6. Patients who received no systemic chemotherapy or any other systemic treatment for
advanced NSCLC. For patients who received preoperative neoadjuvant chemotherapy or
postoperative adjuvant chemotherapy or radical chemoradiotherapy, if the disease
progresses occurred one six months after the last treatment, they can be enrolled.
Patients who received targeted therapy or immunotherapy can not be enrolled.

Exclusion Criteria:

1. Active hepatitis B. Active hepatitis B is defined as HBsAg positive and the detected
HBV-DNA copy number is larger than the upper limit of normal value in the laboratory
of the study site.

2. Currently or prior clinically active interstitial lung disease. Currently active
pneumonia. Current radiation pneumonitis for which corticosteroid treatment is
required.

3. Known HIV antibody positive, or other acquired or congenital immunodeficiency
diseases, or history of organ transplantation.
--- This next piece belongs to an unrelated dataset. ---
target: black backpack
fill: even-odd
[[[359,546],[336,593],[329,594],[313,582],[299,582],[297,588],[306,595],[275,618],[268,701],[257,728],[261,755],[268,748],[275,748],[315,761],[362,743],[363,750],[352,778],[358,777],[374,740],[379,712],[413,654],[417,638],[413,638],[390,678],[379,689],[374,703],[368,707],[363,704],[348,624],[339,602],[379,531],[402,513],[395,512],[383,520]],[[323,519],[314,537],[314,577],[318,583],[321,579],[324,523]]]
4. Fever and the body temperature is above 38°C or clinically significant infection
within 1 week prior to the enrollment.

5. Active tuberculosis. Evidence of severe or uncontrollable systemic diseases (such as
severe mental, neurological diseases, seizure, or dementia, unstable or
non-compensatory respiratory, cardiovascular, hepatic or renal diseases, and
uncontrolled hypertension [CTCAE Grade 2 hypertension or above after drug treatment]).

6. Patients with active bleeding or new thrombotic diseases who are orally taking with
anticoagulant drugs or have bleeding tendency.